Si impappinava e farfugliava: uno spettacolo pietoso. Quando Richetti (Pd), stesso partito di Crocetta – ex presidente del Consiglio regionale dell’Emilia, regione con quasi gli stessi abitanti della Sicilia (4,4 mln) – gli ha chiesto perché il Consiglio emiliano costasse 30 milioni e quello siciliano 160, il presidente della Regione si è trincerato dietro una nefasta parola: autonomia.
Così i telespettatori hanno potuto capire che dietro l’autonomia si nascondono tutti i privilegi delle corporazioni, causa prima del degrado della Sicilia e della sua perdita di 14 punti di Pil in sette anni, il dato peggiore delle regioni italiane.
L’Ars continua a difendere i suoi privilegi, non ha tagliato totalmente i vitalizi, non ha tagliato il compenso dei consiglieri a 5 mila euro netti al mese, compenso compreso di tutto, non ha tagliato il compenso di dirigenti a livello dei loro colleghi degli altri Consigli regionali.

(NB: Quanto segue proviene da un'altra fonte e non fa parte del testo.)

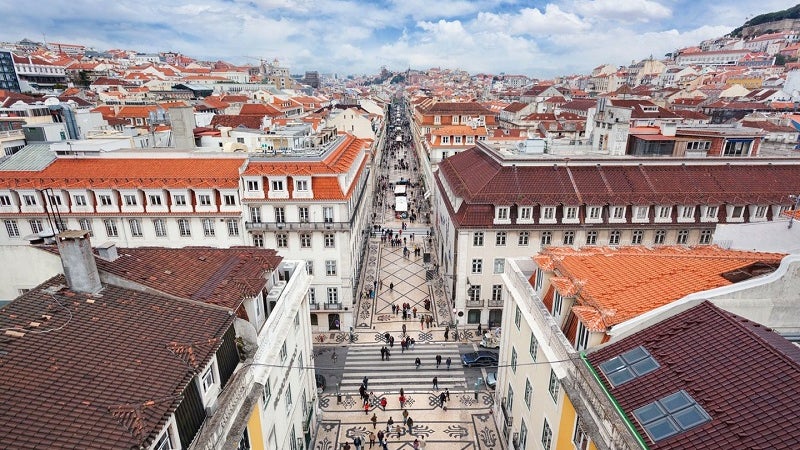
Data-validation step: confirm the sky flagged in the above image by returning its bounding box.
[0,0,794,78]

Il Consiglio di presidenza dell’Ars non ha applicato il contratto di lavoro degli altri Consigli regionali ai propri dipendenti, con ciò difendendo privilegi inauditi di gente che sta benissimo, il cui contraltare sono i 400 mila disoccupati e le 373 mila imprese che stanno malissimo.
Duecentododici dirigenti e dipendenti privilegiati, 90 consiglieri privilegiati, 18 mila dipendenti e dirigenti regionali privilegiati, 50 mila dirigenti e dipendenti della Sanità privilegiati e 60 mila clientes fra formatori, forestali ed altri in attesa di stipendio cui non corrisponde un lavoro produttivo.
Da Crocetta, nè in sede televisiva, nè in sede istituzionale una parola per tagliare questi privilegi, nè una parola sull’applicazione in Sicilia delle leggi 191/2009 e 122/2010 con cui sono stati tagliati il numero dei consiglieri comunali e le loro indennità.
In questo bailamme assistiamo al vile spettacolo di dirigenti che non vogliono lavorare e chiedono il trasferimento da uffici di responsabilità, come quelli dell’assessorato Economia, altri che si imboscano e oltre 400 dei 1.800 in organico senza incarico, secondo la Corte dei Conti.
 

Se Sparta piange, Atene non ride. Grasso e Boldrini, presidenti di Senato e Camera, fanno ammuina, dicono che taglieranno le spese ma intanto la Camera ha oltre 1.500 dipendenti (compresi quelli dei gruppi parlamentari pagati dallo stesso ente), il Senato ne ha 799. Quel che è peggio è che tutti costoro percepiscono stipendi da favola, in spregio ai milioni di disoccupati e ai milioni di piccoli e medi imprenditori che sbarcano il lunario a fatica, soverchiati da enormi ed inique imposte.
Nel 2014, Camera, Senato e Quirinale costano oltre due miliardi. Se dimezzassero quella spesa, tagliando stipendi e privilegi a dirigenti e dipendenti, nonchè i vitalizi ai parlamentari, potrebbero essere ancora considerati nababbi.
Ridicola sembra la ribellione dei pensionati d’oro dei tre enti che si rifiutano persino di versare il contributo di solidarietà, pur percependo pensioni fino a 15 mila euro al mese.
In questo quadro generale, la lamentazione dei sindacati, che difendono i dipendenti pubblici, è del tutto fuori luogo.

Il sindacato, che dice di promuovere il lavoro per i disoccupati, dovrebbe essere in prima linea per affermare che prima bisogna portare a un livello accettabile le remunerazioni dei disoccupati e solo dopo dare agli statali aumenti, nonostante essi non siano stati toccati per nulla dalla crisi. è del tutto iniquo dare a chi già sta bene ed è garantito e non mettere, invece, in condizioni meno disagiate chi sta male.
Il quadro che precede è chiarissimo. Non temiamo smentite.
Certo il primo a tagliarsi indennità dovrebbe essere il presidente della Regione che non può continuare a guadagnare più di Barack Obama e di Giorgio Napolitano: una cosa che ci fa profondamente vergognare di essere siciliani.
Ma la responsabilità è anche nostra, soprattutto di quei giornali e giornalisti, che in questi decenni non hanno fatto il loro mestiere: difendere l’interesse dei cittadini, restando con la schiena dritta e a testa alta.